Yesterday, I wrote a story on ProgrammableWeb (An Online Dialogue to Shape Recovery.gov) to educate readers on recovery.gov (the government website aimed to let American track the spending of money arising from the American Recovery and Reinvestment Act of 2009 — the "Stimulus Package") and to draw attention to a “national dialogue” this week (until May 3) to solicit ideas aimed at answering the key question:
What ideas, tools, and approaches can make Recovery.gov a place where all citizens can transparently monitor the expenditure and use of recovery funds?
I've been reading some of the ideas presented so far and voted on a couple. I added comments to two so far. In response to the proposal XML Web Services ("Make recovery data available as a web service via SOAP XML."), I wrote:
I agree that some type of rigorous programmatic interface that allows developers to access the data from recovery.gov is essential. I think that SOAP and associated the rest of WS-* stack might be one way to implement such access mechanisms, but I would not want SOAP to the exclusive protocol used. I would argue, for instance, that a RESTful approach is also an excellent alternative to consider for recovery.gov.

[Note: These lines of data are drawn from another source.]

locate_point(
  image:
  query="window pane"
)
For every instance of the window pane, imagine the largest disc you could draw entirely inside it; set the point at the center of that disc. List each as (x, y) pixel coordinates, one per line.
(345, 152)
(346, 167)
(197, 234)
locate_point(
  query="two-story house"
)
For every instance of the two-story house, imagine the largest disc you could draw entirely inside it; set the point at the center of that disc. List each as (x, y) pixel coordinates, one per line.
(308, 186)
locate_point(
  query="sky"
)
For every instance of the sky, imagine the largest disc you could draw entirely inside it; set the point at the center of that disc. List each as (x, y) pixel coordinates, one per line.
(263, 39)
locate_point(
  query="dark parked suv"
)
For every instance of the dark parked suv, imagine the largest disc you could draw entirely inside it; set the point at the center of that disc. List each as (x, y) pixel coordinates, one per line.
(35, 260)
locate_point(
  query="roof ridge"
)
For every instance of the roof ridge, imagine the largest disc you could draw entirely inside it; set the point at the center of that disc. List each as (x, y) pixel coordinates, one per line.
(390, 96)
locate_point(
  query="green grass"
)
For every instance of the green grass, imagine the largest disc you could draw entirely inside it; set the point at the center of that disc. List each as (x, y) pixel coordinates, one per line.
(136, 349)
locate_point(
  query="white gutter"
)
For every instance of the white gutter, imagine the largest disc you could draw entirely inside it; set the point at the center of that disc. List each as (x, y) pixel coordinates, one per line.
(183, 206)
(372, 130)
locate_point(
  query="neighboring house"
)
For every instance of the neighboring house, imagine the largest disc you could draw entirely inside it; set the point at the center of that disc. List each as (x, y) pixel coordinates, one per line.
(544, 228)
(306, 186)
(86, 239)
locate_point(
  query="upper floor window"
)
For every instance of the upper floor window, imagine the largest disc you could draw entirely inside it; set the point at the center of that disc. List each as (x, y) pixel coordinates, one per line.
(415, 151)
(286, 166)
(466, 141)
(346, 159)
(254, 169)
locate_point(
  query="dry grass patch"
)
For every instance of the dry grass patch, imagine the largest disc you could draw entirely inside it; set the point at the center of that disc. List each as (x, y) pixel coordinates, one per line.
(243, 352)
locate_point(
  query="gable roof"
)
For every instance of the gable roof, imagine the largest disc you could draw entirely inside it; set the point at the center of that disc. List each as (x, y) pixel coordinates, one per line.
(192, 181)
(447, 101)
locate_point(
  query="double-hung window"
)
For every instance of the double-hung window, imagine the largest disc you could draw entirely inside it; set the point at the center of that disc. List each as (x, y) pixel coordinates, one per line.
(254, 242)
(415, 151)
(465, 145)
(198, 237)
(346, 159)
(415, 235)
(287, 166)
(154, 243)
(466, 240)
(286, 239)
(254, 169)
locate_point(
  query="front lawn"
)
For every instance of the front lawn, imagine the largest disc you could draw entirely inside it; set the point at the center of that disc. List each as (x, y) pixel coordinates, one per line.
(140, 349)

On a front closer to what our work has been about, in response to Making stimulus spending data accessible to the public, I wrote
I'm one of the Berkeley researchers mentioned above involved with making recommendations on how data feeds should be use to make the recovery more transparent (see http://www.ischool.berkeley.edu/newsandevents/news/20090417recoveryguidelines and http://isd.ischool.berkeley.edu/stimulus/2009-029/)
Although some (but not all) agencies receiving and dispersing recovery funds are using feeds in their reporting (see a list that we compiled at http://isd.ischool.berkeley.edu/stimulus/feeds/feeds.html), the best data on dollars appropriated, obligated, or spent is in the Excel spreadsheets. Although there are apparently templates for the reports, they keep changing format and there's nothing to stop agencies from inserting extra fields or omitting other fields. We know this for a fact since we've written programs to scrape the data from the spreadsheets and find it a challenge to keep up with changes that keep breaking our scripts.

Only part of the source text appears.